To our knowledge, this is the first study to apply a modeled period analysis to project survival estimates for children recently diagnosed with hematologic malignancies. Although projected period estimates of survival are expected to be even more up-to-date than conventional period estimates because they overcome the common delay in availability of cancer registry data ( 19 ), period estimates are statistically less precise and their validity depends on the validity of the underlying assumptions, especially the assumption that previously observed trends will continue. A final judgment of the validity of our projections will only be possible in retrospect a few years from now. However, the model-based projection method has been extensively validated in adult cancer patients, for whom it has been found to provide much better estimates of survival of recently diagnosed patients than all other methods, including conventional period analysis in most cases ( 19 ). To validate the model-based projection approach in childhood hematologic malignancies, we did an analogous projection of survival as shown in this paper for the 2000–2004 period. We then examined the agreement between these projections and the actual period estimates obtained for the 2000–2004 period by “conventional” period analysis. For 17 of the 22 estimates of 5-year survival in 2000–2004 shown in Table 2 , and for 19 of the 22 estimates of 10-year survival shown in Table 3 , the difference between the projected estimates and the actual estimates was smaller than the difference between the 1995–1999 period survival estimates (the most up-to-date conventional period estimates available at the beginning of this century) and the 2000–2004 period survival estimates (data not shown). This finding strongly supports the use of the model-based projection approach for deriving up-to-date survival estimates for children with hematologic malignancies.

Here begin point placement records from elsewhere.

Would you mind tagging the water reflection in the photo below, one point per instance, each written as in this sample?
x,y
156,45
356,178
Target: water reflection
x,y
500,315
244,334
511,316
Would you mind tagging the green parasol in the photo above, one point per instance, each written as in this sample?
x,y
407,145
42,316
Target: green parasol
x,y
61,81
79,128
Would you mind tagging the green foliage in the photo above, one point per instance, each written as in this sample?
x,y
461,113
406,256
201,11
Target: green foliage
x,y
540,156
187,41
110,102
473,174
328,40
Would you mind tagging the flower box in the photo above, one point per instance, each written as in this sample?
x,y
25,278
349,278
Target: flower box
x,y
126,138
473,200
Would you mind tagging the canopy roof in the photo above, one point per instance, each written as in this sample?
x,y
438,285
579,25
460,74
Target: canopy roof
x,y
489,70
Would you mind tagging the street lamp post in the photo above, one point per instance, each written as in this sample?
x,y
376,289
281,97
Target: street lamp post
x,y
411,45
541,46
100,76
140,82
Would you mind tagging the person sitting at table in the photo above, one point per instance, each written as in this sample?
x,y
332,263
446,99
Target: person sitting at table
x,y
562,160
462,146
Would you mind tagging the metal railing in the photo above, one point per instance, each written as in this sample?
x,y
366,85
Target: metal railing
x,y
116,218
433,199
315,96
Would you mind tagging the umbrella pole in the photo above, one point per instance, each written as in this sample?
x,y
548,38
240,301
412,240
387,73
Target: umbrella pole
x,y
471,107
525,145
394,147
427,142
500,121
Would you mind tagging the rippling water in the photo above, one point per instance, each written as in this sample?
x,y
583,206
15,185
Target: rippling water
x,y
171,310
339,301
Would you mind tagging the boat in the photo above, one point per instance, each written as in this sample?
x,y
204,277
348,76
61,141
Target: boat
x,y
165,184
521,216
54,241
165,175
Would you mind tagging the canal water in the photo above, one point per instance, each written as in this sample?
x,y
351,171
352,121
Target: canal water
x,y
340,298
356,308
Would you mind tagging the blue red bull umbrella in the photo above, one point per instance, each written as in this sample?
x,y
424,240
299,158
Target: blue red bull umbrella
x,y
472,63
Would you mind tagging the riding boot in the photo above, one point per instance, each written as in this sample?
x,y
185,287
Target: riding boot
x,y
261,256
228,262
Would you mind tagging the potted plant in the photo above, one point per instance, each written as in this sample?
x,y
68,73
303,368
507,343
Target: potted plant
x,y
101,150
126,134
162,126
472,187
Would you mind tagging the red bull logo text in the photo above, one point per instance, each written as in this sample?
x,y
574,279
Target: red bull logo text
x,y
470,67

With regard to possible reasons for the improved survival of children with hematologic malignancies, there is no evidence that early detection plays a substantial role in improving survival of children with leukemia. Although patients with early-stage lymphoma have better survival than those with late-stage disease, there are no systematic screening programs for lymphoma, and the ability of clinicians to detect lymphoma at early stages has not changed substantially in recent years. Therefore, improvements in survival in childhood hematologic malignancies are most likely attributable to changes in how these diseases are treated.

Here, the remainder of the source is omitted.